Markedly, in Allstate I, the auto insurer relied on Humana v. Reale to justify complete preemption of the state law claims; however, Reale “never  addressed complete preemption, only ordinary preemption, and is[,] therefore[,] unavailing.” While relying on Bolden v. Healthspring of Ala., it explained that “Part C of the Medicare Act does not completely preempt state law.”
Further, only the Liberty Mutual court addressed diversity jurisdiction, whereby the auto insurer conceded that it was lacking.
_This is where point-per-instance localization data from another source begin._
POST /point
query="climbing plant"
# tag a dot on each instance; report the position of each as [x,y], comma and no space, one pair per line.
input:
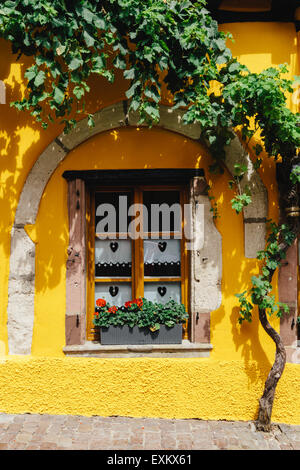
[175,44]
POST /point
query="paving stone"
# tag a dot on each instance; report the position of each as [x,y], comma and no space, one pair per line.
[46,432]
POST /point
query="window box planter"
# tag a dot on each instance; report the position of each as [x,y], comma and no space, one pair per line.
[140,321]
[126,335]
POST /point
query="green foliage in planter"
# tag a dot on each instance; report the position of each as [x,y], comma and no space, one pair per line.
[141,313]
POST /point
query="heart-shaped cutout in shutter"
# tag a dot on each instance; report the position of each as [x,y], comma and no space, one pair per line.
[162,246]
[114,246]
[113,290]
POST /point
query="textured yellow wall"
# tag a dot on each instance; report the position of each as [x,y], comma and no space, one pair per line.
[167,388]
[225,386]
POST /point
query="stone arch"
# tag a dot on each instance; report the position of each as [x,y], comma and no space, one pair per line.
[22,258]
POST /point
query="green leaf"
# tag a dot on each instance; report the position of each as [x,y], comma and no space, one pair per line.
[58,95]
[40,78]
[75,63]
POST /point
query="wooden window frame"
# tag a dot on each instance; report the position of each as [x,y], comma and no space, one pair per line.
[137,278]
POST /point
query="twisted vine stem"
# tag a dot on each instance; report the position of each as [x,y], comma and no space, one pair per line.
[156,42]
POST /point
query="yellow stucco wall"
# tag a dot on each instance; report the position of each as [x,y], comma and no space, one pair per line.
[225,386]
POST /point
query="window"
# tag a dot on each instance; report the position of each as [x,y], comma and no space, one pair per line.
[136,245]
In pertinent part, it stated that “if the attorney’s fees are attributed pro rata among all potential class members . . . the amount in controversy likely would not be met.” Hence, MSP Recovery victoriously established that although Plaintiff references federal law, its state law claims belong in state court.
Amended State Law Actions
In these cases, the defendant auto insurers argued that the “revival exception” created a basis to remove Plaintiff’s amended complaint. The auto insurers “attempt[ed] to circumvent the removal statute by relying on the narrow judicially created exception of revival.” However, the federal courts held, even for a second time in IDS II, that the removal was untimely. The Eleventh Circuit had yet to endorse the “revival exception”; and assuming it did apply, it was inapplicable in Plaintiff’s cases. Therefore, MSP Recovery prevented auto insurers from using the “revival exception” as a second-opportunity to avoid an untimely removal, and solidified seven victories.